An Augustinian view of evil has definite moral implications, which are also shown throughout The Lord of the Rings. A Manichean world is a consequentialist world. To defeat the forces of evil, we need to think strategically. Sometimes we may even need to indulge in a little short-term evil in order to be able to achieve the greater good. But an Augustinian world can’t allow that kind of pragmatic approach. In an Augustinian world, any compromise with evil can only strengthen it, giving it an infusion of good that delays its self-destruction. An Augustinian world demands a deontological ethic, doing the right thing regardless of the outcome.
Again and again in The Lord of the Rings, we see that strategically pursuing the greater good fails, while remaining true to moral principles succeeds even when it looked foolish. On the cautionary side, we have Saruman and Denethor. Though they may point to the palantir as an excuse, they each ultimately made a thoroughly reasonable choice in the face of Sauron’s overwhelming advantage – to ally with him while playing the long game, or to give in to despair. Our heroes, on the other hand, repeatedly make foolish decisions based on hope. Aragorn is a good example – he decides to pursue Merry and Pippin because he owes them protection even though Frodo is the one who holds the fate of the world in his hands.
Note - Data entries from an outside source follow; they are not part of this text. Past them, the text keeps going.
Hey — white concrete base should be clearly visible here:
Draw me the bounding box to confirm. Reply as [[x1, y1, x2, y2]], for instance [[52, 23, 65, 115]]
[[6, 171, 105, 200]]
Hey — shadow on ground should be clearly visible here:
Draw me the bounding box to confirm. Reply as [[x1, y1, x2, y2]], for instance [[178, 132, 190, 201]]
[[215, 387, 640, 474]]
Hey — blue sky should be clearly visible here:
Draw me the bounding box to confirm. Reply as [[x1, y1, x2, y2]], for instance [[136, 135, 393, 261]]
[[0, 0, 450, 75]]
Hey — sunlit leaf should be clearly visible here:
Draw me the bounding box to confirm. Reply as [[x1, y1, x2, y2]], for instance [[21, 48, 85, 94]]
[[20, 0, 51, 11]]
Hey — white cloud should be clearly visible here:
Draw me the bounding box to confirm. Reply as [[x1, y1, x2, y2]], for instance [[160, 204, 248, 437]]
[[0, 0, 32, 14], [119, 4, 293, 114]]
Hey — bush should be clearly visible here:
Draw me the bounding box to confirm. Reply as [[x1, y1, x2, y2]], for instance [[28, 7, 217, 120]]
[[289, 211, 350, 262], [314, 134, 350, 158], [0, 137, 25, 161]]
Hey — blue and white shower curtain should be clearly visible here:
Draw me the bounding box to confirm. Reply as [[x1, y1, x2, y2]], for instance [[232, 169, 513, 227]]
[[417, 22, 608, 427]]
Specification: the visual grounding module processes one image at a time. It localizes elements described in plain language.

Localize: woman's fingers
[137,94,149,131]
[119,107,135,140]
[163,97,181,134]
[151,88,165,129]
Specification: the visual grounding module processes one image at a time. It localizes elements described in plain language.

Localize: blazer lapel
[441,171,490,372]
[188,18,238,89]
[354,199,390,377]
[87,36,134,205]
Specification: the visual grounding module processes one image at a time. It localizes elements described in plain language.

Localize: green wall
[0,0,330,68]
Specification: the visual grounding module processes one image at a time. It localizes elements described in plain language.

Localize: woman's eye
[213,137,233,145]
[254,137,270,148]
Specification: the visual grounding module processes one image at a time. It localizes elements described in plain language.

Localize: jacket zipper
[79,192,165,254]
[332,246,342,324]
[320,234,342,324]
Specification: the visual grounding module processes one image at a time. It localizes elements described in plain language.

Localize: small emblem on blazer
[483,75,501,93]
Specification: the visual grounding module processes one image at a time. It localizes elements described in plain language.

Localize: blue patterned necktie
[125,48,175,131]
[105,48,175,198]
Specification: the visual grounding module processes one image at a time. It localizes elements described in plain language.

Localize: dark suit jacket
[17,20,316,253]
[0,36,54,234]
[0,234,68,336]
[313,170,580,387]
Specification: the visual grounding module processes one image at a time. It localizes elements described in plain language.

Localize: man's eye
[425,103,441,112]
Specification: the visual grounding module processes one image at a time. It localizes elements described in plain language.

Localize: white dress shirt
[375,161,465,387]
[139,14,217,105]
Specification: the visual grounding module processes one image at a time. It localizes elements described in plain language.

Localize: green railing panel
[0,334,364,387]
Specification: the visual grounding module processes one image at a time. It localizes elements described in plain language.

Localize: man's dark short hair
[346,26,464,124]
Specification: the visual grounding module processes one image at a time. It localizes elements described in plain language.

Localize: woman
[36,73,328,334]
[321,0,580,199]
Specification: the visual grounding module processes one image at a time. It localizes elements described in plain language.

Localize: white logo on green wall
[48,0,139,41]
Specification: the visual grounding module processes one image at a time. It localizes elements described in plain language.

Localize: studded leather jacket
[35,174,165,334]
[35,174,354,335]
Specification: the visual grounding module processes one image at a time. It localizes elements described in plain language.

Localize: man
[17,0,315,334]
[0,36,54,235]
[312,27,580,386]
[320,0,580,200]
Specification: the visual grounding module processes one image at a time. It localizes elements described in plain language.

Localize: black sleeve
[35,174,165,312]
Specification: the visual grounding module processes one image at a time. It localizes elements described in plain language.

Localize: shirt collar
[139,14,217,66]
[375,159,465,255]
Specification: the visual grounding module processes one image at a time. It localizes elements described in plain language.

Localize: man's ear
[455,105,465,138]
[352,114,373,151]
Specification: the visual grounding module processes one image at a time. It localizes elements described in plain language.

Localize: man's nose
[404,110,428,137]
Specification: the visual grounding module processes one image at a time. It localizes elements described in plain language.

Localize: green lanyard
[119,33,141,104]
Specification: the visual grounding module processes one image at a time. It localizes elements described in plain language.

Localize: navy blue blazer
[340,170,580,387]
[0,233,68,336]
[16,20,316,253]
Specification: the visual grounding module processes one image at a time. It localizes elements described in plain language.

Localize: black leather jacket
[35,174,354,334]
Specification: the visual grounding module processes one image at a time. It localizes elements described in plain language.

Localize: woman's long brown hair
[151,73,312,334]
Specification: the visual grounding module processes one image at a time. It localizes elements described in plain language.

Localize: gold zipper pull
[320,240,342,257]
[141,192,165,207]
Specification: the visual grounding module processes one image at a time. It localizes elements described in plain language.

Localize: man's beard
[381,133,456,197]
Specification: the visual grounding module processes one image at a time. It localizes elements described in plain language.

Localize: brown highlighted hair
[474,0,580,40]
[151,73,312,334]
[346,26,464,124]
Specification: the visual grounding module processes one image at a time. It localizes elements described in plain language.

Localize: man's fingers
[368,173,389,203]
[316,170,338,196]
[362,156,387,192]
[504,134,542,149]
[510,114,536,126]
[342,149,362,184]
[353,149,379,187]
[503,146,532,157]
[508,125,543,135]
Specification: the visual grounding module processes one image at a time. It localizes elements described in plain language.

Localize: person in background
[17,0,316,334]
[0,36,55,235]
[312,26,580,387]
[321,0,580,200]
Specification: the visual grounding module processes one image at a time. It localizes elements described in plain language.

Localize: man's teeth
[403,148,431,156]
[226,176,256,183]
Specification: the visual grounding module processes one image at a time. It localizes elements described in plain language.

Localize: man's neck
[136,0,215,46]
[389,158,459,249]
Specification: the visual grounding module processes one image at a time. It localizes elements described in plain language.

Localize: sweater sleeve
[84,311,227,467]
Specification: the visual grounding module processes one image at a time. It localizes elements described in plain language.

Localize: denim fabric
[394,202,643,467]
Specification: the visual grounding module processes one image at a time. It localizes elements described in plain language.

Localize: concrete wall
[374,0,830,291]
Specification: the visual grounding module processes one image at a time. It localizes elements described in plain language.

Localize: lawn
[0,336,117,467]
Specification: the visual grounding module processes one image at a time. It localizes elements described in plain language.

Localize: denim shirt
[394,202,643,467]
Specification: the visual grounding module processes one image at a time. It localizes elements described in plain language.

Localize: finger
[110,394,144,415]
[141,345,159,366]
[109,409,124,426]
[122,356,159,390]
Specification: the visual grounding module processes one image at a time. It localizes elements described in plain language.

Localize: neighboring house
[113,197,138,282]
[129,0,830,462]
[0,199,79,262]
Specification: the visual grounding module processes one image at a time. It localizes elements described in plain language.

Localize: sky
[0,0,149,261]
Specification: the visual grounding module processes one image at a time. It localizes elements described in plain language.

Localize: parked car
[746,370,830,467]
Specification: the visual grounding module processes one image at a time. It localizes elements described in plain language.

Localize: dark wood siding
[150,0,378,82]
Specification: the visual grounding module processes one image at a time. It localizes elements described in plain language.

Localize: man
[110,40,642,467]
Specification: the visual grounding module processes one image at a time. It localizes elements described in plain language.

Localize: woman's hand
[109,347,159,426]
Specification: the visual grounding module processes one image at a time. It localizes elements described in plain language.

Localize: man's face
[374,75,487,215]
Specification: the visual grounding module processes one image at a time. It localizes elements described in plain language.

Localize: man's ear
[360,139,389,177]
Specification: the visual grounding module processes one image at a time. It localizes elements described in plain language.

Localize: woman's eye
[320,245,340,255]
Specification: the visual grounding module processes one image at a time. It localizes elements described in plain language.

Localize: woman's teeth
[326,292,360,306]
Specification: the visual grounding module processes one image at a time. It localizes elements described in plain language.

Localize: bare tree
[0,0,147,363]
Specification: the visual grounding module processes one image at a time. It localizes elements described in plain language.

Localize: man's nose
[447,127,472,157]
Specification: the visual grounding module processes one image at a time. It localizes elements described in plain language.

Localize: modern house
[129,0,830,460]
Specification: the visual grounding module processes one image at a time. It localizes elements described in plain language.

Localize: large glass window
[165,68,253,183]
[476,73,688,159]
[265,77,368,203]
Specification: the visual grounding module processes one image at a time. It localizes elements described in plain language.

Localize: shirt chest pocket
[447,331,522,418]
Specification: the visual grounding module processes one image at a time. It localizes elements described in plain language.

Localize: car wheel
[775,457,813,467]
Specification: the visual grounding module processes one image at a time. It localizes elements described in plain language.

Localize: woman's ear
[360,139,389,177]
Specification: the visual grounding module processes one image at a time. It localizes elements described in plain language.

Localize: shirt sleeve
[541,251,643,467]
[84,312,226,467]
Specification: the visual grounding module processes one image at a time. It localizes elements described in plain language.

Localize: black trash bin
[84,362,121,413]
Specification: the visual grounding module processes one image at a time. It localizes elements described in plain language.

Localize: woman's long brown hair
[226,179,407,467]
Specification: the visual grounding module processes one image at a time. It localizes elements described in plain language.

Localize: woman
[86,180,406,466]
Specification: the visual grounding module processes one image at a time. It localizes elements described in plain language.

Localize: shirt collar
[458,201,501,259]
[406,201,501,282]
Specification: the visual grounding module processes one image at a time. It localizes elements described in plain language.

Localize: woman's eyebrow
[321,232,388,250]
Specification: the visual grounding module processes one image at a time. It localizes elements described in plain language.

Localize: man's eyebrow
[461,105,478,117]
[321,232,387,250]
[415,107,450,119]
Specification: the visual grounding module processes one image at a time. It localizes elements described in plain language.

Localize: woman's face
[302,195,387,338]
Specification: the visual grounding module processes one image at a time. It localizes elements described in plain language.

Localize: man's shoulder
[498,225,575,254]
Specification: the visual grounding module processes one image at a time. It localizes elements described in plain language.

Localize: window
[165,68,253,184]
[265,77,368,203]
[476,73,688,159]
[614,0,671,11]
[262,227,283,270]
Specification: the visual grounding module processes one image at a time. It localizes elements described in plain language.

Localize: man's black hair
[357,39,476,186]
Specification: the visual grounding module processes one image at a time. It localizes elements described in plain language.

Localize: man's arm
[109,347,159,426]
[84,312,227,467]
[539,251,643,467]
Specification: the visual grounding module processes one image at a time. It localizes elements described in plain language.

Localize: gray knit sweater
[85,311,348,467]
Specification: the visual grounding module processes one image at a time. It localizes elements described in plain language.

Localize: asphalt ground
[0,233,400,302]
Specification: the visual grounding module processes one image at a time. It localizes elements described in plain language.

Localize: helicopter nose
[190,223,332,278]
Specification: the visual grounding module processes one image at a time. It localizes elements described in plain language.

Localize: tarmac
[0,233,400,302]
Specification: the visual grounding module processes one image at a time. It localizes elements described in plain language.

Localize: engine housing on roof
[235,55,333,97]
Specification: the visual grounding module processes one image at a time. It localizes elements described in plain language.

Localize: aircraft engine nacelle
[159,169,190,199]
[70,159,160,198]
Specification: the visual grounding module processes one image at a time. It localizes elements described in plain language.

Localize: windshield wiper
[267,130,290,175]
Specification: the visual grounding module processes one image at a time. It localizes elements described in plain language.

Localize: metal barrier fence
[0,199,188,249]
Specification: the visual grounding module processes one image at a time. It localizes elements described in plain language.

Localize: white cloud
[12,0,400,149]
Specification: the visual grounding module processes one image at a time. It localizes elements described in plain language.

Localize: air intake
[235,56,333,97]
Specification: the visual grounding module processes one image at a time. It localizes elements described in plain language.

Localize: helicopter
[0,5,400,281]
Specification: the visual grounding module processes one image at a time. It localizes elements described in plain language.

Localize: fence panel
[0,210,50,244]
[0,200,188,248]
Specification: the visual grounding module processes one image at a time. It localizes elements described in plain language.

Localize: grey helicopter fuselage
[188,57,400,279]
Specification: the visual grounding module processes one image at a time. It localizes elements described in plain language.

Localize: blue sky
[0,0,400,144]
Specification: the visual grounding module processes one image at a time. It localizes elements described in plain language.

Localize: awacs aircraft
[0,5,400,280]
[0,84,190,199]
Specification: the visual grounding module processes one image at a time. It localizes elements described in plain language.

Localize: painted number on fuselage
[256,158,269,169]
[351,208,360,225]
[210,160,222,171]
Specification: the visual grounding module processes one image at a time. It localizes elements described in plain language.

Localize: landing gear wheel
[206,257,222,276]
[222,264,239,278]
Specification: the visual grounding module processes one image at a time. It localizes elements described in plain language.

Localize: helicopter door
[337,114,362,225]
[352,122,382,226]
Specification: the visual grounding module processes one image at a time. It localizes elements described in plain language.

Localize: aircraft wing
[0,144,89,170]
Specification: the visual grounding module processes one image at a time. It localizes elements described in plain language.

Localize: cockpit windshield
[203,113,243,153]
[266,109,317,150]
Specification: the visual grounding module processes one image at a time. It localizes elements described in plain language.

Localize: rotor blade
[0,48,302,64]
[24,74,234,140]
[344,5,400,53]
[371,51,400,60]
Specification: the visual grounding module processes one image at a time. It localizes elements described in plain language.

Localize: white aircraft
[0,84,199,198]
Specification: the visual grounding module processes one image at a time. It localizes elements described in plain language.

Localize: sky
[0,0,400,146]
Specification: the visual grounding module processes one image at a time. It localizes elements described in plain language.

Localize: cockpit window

Later, he decides to make a suicide attack on the Morannon rather than hunkering down in Minas Tirith, in the hopes of Frodo’s quest succeeding.
But the most important instance of doing the right thing despite the consequences comes from Frodo himself: he refuses to kill Gollum. Killing Gollum would have been an eminently reasonable idea – he’s a slinker and a stinker, and we know that he never redeemed himself or turned over a new leaf. Indeed, his main accomplishments were to lead Frodo and Sam into a death trap, then to try to kill them with his own hands at the Cracks of Doom. Both Sam and Faramir were right when they said that killing Gollum would have been a good idea!
But Frodo showed Gollum pity and spared his life because it was the right thing to do. And just like Gandalf could see Frodo’s unwillingness to destroy the ring back in Bag End, he also addressed this very issue. He instructed Frodo:
Frodo: It’s a pity Bilbo didn’t kill him when he had the chance.
Gandalf: Pity? It was pity that stayed Bilbo’s hand. Many that live deserve death. Some that die deserve life. Can you give it to them, Frodo? Do not be too eager to deal out death in judgment. Even the very wise cannot see all ends. My heart tells me that Gollum has some part to play yet, for good or ill before this is over. The pity of Bilbo may rule the fate of many.
And in the end, that pity was what saved the world. Frodo’s pity made it possible for Gollum to be there at the Cracks of Doom to take the ring. Frodo refused to give in to the small, reasonable evil of killing Gollum, and so he left the great evil of the ring exposed to destroy itself. That was Gandalf’s backup plan, not Aragorn’s strength to take the ring and destroy it. And so Frodo didn’t really fail. He succeeded at his quest back when he saved Gollum’s life, when he did the right thing even though it seemed foolish.